We have a product that is very sensitive to network issues.
So much so that it logs an error whenever it goes 5 seconds without
communication. Just so happened that we started logging this error after we
moved that product to a HP DL360 G7 running on ESXi 5.5. We first went down the
development route to track down the issue because we were doing load testing on
that product at the time.
At some point, we noticed these errors even when the system
was not under load. We could see these perfectly timed latency spikes at the
same time as we had those errors. Then we shifted our focus to
system/infrastructure.
This is what our datastore latency looked like:
Then we discovered the strangest thing. We had this latency
even when no VMs were running. We configured a second system just like the
first to rule out the hardware. Sure enough, both systems had the problem.
I started juggling drivers. I was quick to load new drivers
and firmware so that felt like a good place to start. I slowly walked the
storage controller driver backwards until the issue went away. I settled on
this driver:
Type: Driver - Storage Controller
Version: 5.5.0.60-1(11 Jun 2014)
Operating System(s): VMware vSphere 5.5
File name: scsi-hpsa-5.5.0.60-1OEM.550.0.0.1331820.x86_64.vib (65 KB)
Version: 5.5.0.60-1(11 Jun 2014)
Operating System(s): VMware vSphere 5.5
File name: scsi-hpsa-5.5.0.60-1OEM.550.0.0.1331820.x86_64.vib (65 KB)
esxcli software
vib install -v file:/tmp/scsi-hpsa-5.5.0.60-1OEM.550.0.0.1331820.x86_64.vib --force
--no-sig-check --maintenance-mode
I didn’t like this as a solution because I had a new storage
controller firmware with a very old storage controller driver. I found another
DL360 G7 that was configured by someone else for another project and it was
running good. They didn’t update anything. Just loaded the ESXi DVD and ran
with it.
I came to the conclusion that it had a valid firmware/driver
combination. I like that setup better than what I had so that became the
recommended deployment. Don’t update the firmware and use the DVD so you don’t
have to mess with drivers.
Then our next deployment that used that configuration and
the issue resurfaced. After ruling out some other variables that could have
impacted the results, I ended up rolling the driver back to fix it.
After pinning the driver down, I went hunting for more
information on it. Searching for latency issue with storage gives you all kinds
of useless results. I was hopeful that searching for the driver would lead me
to some interesting discussions.
I ended up with an answer to my issue in that last link.
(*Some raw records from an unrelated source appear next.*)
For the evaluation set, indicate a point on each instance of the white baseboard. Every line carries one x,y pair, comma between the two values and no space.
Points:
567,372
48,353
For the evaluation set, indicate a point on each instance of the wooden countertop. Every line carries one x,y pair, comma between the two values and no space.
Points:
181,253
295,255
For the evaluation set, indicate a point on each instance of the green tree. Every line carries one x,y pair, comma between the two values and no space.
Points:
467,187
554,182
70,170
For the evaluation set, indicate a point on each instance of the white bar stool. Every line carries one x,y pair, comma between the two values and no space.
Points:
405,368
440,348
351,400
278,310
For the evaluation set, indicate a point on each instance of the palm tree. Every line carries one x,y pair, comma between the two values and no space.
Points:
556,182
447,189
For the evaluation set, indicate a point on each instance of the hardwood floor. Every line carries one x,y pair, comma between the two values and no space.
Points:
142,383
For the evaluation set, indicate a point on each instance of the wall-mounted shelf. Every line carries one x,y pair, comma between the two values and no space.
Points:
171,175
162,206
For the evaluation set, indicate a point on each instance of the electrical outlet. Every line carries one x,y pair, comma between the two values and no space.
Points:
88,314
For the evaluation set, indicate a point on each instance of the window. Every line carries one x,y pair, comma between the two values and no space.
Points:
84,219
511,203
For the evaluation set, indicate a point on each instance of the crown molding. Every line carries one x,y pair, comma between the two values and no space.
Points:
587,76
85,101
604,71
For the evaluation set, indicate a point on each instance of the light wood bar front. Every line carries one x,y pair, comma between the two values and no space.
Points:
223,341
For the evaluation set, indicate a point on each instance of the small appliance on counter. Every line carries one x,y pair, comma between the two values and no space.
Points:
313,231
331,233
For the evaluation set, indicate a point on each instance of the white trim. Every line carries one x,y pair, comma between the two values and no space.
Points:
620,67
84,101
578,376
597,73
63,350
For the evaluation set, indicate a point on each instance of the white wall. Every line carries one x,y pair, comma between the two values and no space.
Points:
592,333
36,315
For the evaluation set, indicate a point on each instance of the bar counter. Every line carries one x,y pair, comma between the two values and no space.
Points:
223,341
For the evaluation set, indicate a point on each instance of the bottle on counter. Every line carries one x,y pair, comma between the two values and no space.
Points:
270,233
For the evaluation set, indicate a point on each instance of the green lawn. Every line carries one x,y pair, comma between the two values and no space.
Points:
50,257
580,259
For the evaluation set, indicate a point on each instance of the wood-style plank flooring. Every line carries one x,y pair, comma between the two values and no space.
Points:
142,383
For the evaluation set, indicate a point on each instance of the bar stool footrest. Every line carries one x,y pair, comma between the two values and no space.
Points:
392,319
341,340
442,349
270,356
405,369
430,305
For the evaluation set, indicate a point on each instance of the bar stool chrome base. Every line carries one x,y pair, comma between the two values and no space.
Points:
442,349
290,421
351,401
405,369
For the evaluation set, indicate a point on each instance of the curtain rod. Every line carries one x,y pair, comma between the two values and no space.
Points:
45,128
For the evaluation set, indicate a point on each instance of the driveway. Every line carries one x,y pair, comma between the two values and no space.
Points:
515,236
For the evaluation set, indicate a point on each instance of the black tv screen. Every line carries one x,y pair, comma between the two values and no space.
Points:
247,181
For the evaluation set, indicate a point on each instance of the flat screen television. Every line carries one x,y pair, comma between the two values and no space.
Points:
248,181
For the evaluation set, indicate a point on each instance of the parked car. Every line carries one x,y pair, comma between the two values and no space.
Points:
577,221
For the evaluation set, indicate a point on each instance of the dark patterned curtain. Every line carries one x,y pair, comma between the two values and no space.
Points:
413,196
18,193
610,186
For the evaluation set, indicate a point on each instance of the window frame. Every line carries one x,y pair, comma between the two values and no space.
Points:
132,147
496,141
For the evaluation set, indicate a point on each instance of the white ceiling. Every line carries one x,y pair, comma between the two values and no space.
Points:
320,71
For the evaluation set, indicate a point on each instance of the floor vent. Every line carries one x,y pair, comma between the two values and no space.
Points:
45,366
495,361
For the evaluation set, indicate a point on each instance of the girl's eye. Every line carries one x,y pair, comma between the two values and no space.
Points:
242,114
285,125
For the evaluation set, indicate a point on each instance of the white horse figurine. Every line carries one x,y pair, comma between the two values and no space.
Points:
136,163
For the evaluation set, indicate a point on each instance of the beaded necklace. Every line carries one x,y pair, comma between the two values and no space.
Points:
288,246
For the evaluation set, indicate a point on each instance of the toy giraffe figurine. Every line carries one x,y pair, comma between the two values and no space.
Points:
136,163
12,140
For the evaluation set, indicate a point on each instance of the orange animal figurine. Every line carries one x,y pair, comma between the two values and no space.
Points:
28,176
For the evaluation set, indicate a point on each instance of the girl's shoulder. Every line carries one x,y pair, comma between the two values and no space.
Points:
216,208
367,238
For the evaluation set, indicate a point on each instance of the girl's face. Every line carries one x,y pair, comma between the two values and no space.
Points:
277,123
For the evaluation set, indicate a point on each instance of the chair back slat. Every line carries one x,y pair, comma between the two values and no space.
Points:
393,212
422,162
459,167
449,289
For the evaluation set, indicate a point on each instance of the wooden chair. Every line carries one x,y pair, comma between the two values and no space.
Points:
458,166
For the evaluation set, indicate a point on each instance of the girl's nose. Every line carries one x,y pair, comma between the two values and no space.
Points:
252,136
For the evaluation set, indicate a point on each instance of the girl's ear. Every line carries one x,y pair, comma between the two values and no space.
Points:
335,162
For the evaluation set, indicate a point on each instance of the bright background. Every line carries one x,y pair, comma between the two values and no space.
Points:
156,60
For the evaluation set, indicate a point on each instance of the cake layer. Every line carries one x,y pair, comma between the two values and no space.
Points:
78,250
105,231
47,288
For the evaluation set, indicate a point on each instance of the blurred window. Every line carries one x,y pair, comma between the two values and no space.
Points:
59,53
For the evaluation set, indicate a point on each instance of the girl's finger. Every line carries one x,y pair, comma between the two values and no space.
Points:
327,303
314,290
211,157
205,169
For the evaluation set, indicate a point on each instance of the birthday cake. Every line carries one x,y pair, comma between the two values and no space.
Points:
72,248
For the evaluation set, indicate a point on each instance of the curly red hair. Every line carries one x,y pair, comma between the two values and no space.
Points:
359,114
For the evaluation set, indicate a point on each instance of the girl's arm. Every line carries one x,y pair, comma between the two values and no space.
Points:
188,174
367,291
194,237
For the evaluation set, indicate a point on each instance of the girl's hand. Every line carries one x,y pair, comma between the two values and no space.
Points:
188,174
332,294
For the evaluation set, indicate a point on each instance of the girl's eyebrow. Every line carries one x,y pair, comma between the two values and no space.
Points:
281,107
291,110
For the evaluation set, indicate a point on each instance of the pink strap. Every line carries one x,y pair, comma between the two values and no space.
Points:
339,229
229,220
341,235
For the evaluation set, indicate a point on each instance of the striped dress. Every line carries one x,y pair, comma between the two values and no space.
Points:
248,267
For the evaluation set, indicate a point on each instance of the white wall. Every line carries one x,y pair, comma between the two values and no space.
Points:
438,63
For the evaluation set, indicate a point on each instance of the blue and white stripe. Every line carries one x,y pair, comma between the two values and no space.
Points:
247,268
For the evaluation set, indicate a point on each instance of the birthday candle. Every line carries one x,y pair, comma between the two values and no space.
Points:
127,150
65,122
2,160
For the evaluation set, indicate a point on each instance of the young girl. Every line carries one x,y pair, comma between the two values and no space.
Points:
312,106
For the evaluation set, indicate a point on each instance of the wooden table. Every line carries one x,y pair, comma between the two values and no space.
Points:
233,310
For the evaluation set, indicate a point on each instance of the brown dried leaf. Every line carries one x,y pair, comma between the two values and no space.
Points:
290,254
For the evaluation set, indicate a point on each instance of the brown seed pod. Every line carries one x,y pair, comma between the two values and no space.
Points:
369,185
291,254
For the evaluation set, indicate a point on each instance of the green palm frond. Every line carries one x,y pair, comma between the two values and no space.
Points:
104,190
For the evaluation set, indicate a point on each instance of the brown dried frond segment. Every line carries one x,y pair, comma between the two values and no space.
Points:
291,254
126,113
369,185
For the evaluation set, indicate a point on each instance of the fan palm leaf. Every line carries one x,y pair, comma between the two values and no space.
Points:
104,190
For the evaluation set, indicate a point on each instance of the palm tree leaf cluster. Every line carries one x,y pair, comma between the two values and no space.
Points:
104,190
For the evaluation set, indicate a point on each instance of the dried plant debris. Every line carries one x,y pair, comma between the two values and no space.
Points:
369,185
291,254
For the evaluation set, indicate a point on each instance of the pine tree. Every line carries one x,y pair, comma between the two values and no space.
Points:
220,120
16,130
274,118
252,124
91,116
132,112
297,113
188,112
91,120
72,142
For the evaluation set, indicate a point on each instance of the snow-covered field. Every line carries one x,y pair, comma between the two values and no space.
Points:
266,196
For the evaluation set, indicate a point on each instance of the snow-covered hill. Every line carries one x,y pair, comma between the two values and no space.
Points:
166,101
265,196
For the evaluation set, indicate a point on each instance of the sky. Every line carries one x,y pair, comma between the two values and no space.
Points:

But
there were a lot of other issues
In summary, HPSA driver later than v60 driving a HP Smart
Array p410 controller of any firmware vintage with a spare drive configured.
The spare drive configuration seems to cause an i/o back-feed into the driver
blowing it up at irregular intervals. This issue will not surface unless a
spare drive is configured on the array controller.
At the time of writing this, the v114 driver also does not
fix the issue.